The summer transfer window has once again seen records broken and the financial viability of football questioned. When Paris Saint-Germain activated a €222m buyout clause in Brazil star Neymar’s FC Barcelona contract, it more than doubled the world record fee for a footballer.
It is the standout deal in a bout of trading during which 14 out of 20 English Premier League clubs have broken their transfer record for a single player.
PSG’s investment in Neymar over five years comes in at about €500m once wages are taken into account. And the club have added to that burden with a one-year loan deal for Monaco and France striker Kylian Mbappe as the window closed.
It boggles the minds of most fans who, let’s not forget, will be paying the ticket prices and TV subscriptions which help fund the spending. However, as with any large investment, those making it believe that potential returns justify the risk.
The fanfare around PSG’s deals for Neymar and Mbappe risks obscuring perhaps the major trend shown in this latest window: the growing power of Premier League clubs. For six summers after Cristiano Ronaldo’s £84m record move to Real Madrid from Manchester United, at least one major Premier League star moved to a European rival. Now English clubs have resisted moves from players wanting to leave.
That has included Philippe Coutinho at Liverpool and Diego Costa’s stand-off with Chelsea as well as less-fashionable Southampton’s refusal to sell Virgil van Dijk. Costa may yet leave, but it is clear that rising revenues in the English top league means many clubs now do not have to sell.
Moneyball
Underpinning Premier League summer spending – which has set another record and totalled over £1 billion for the second year running – has been a windfall of TV cash. The end of Sky TV’s virtual monopoly over live Premier League rights enabled BT to emerge as a rival bidder and sparked a dramatic spike in the bidding. Premier League television revenue rose from £1.773 billion for 2010/13, to £5.136 billion for 2016/19. On top of this, clubs will also share just over £3 billion from the overseas TV rights.
To put this into perspective, the BBC had just under £5 billion to spend on its entire output in 2016/17, less than was paid for the right to show 168 live football matches in the UK alone.
Sky had been capturing much of the value generated by interest in the Premier League, but the clubs have now clawed it back and are able to flex their financial muscles over the acquisition and retention of star players. Economic theory tells us that those who capture the economic rents generated by an activity typically hold the power. It also tells us that inequality will rise. The huge amounts being spent on players in their prime is a signal that the gap between those at the top and the rest will continue to grow.
That said, the repeated failure of English clubs to prosper in Europe’s most valuable club competition, the UEFA Champions League, shows just how difficult it is to make a mark on the biggest stage. To break any such power base requires a lot of money. And that brings us back to PSG and Neymar.
Political Football
The Paris club is wholly owned by state-funded Qatar Sports Investments. With the 2022 FIFA World Cup being held in their country, officials in Doha have joined the tide of foreign owners seeing the huge interest and growth potential in the world’s favourite sport.
Thanks to the advent of online and mobile coverage, football has a global reach like never before – and having the biggest names and winning trophies is vital if you want to profit from a global brand.
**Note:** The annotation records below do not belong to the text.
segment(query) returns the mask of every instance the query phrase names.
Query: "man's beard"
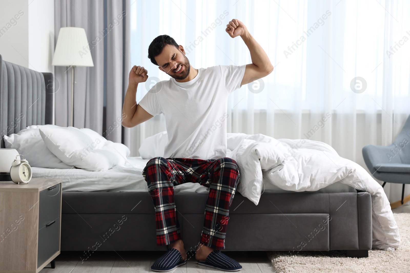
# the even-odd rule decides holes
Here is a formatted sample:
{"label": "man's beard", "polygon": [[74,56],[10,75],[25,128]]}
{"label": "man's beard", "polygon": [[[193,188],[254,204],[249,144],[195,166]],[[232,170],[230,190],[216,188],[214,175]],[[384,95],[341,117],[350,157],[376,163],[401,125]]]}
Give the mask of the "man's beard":
{"label": "man's beard", "polygon": [[[172,75],[168,74],[175,79],[184,80],[187,78],[188,75],[189,74],[189,71],[191,70],[191,64],[189,63],[189,60],[188,59],[188,58],[187,58],[186,56],[184,55],[184,56],[185,57],[185,62],[181,63],[181,64],[184,67],[184,71],[182,71],[180,74],[175,74],[175,72],[173,72],[173,74]],[[178,66],[179,67],[179,65],[178,65]]]}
That is even more the case if you have just five years to prove your country’s footballing credentials to a sceptical world.
The finances behind Neymar’s transfer and Mbappe’s loan deal have not been questioned by UEFA under their Financial fair play rules and there is much doubt about how easy those rules are to enforce. That may mean in practice that, however powerful the position of Premier League clubs is thanks to TV rights, they can still be challenged by spectacular moves for European clubs and players from rich Chinese, Russian or Middle Eastern investors with similar ambitions to Qatar.
Setting aside the “Leicester miracle” for a moment, studies show that the best predictor of a club’s success is the size of its wage bill. So with revenues in the game rising we should see more records being set and clubs splashing the cash just to stand still. Expect further transfer inflation in coming years as dominant club brands try to further their global standing while ambitious clubs (and new owners) try and break in and gain wider recognition.
ALSO READ: Qatar, PSG And The Real Reason Neymar Is Moving To France For A World Record £199M
For Premier League teams trying to plan their future, it all depends how success is defined. For some it is survival in the top division, for others it might be mid-table mediocrity and the sniff of a spot in European competition. Everyone will have to spend more, either way.
But one thing this latest transfer window has made very clear – if you want to punch your weight with the very best and compete for the biggest prizes, then that is where transfer hyperinflation is at its most startling and the investment risks of failure at their most dramatic.
And there might yet be another fire lit beneath football transfer prices. With Amazon winning the rights to show top-flight tennis outside the four grand slam tournaments, it looks likely that Sky and BT will be joined by other big hitters in bidding for English football TV rights.
If Amazon or Netflix decide that Premier League football will aid subscriptions, then we may look back on a record 2017 transfer window as a time of admirable restraint.